LED Lights May Be a Promising New Alzheimer’s Treatment, MIT Study Says

Mouse trials looked successful, and human tests are up next.
Li-Huei Tsai

Li-Huei Tsai/Photo by Bryce Vickmark

A new study from MIT may shed light—literally—on Alzheimer’s treatment.

The research, led by MIT neuroscience professor Li-Huei Tsai and published Wednesday in Nature, suggests that exposing patients to LED lights flashing at a specific frequency may be a highly effective treatment for Alzheimer’s disease.

“This, basically, is the first indication that one can do something extremely non-invasive,” Tsai explains. “This doesn’t involve a chemical, an antibody, electrodes, any kind of electrical or magnetic stimulation. All we need to do is some sensory stimulation, such as shining lights, and it can have very dramatic effects.”

In mouse trials, measured exposure to LED lights significantly reduced the buildup of amyloid plaques, beta-amyloid protein deposits that are characteristic of Alzheimer’s disease, in the brain’s visual cortex. After the treatment, fewer beta-amyloid proteins were produced, and the animals’ immune cells were able to more effectively clear the proteins from the brain. Levels of tau protein, which causes tangles in the brain that are also implicated in Alzheimer’s development, were lower as well.

The team initially achieved a similar result using optogenetics, a method of controlling genetically modified neurons with light. LED lights, however, offer a far less invasive treatment option, making them better suited for human use, Tsai says.
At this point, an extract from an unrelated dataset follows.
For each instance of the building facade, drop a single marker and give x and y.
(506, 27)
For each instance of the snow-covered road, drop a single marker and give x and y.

But how can lights do all that?

Tsai says the LED lights catalyze the formation of brain waves called gamma oscillations, which are associated with memory, attention, and perception. These brain waves are lacking in both human Alzheimer’s patients and in mice genetically engineered to develop the disease. Coaxing the brain to produce gamma oscillations, then, could play an important role in reversing the condition’s course.

Of course, there’s no guarantee that what worked in mice will work in humans. Still, Tsai is clearly encouraged by the study’s results.

“That’s the question, whether humans will respond similarly to this kind of treatment,” she says. “If humans do, then we want to know whether the beta-amyloid in the human brain can be similarly reduced. If the two things happen, then I think this is going to be very, very exciting.”

Hopefully, we’ll know sooner rather than later whether humans do, indeed, respond. Tsai and her colleague Ed Boyden, a professor of biological engineering and brain and cognitive sciences at the MIT Media Lab and an author of the new study, founded a company called Cognito Therapeutics, which is working toward similar tests in people.

If the cohort succeeds, Tsai says, “the possibility is enormous.” If human trials prove fruitful, she envisions a world where patients equipped with the correct LED lights and specific instructions from a doctor—Tsai stresses that the LED lights must flicker at precisely the right frequency to have any positive effect at all—could administer their own Alzheimer’s treatment at home.

“I certainly can think of a possibility that people can administer this to themselves at home, and also we are trying in other kinds of sensory stimulations,” Tsai says. “There are a lot of very exciting possibilities.”